Voor deze test ontvingen we zowel Sandisk- als WD-ssd’s, maar eigenlijk is dat onderscheid tussen dochter- en moederbedrijf in dit geval weinig relevant. De Sandisk SSD Plus wordt immers ook verkocht als WD Green, terwijl je de WD Blue 3D ook kunt kopen als Sandisk Ultra 3D. Wel moet je erop bedacht zijn dat de Sandisk SSD Plus en WD Green echte budget-ssd’s zijn waarvan de gebruikte componenten niet vaststaan.

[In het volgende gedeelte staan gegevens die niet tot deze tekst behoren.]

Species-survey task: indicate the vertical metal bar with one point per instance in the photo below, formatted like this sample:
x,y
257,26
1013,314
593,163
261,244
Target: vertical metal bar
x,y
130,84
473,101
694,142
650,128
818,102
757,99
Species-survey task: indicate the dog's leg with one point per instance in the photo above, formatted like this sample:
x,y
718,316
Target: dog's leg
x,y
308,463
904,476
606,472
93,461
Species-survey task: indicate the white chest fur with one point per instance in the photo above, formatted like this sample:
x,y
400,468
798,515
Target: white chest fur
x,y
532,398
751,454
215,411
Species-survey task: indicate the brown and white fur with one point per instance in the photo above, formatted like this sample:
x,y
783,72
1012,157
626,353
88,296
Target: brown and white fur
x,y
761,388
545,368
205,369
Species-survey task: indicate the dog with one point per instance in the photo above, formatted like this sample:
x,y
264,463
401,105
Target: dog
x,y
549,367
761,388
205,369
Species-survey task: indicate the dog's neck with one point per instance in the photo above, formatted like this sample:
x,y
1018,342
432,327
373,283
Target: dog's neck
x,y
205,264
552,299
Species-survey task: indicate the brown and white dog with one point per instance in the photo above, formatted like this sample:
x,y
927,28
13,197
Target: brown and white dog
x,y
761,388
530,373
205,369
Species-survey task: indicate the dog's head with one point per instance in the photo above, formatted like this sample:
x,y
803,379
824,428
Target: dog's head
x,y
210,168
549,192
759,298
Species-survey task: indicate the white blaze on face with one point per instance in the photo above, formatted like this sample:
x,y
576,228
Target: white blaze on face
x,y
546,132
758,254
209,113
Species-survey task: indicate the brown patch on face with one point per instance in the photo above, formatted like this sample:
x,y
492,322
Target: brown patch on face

Onze exemplaren van de Sandisk SSD Plus en WD Green waren uitgerust met een controller en flashgeheugen van eigen makelij, aangestuurd als tlc. Zelfs dat laatste staat niet in de officiële specsheet – er schijnen ook modellen in omloop te zijn met qlc-geheugen. De garantieperiode is met drie jaar aan de magere kant.
De WD Blue 3D is een luxere SATA-ssd, met dezelfde Marvell-controller als in de Kingston KC600 en 64-laags 3d-nand uit de fabrieken die WD en Kioxia delen. In tegenstelling tot bij de SSD Plus-serie kun je rekenen op een DRAM-cache, waarvan de grootte varieert met de capaciteit van de ssd. Ons 1TB-model was voorzien van 1GB cache. Ook de garantievoorwaarden zijn met vijf jaar of 400 cycles tbw een stuk beter.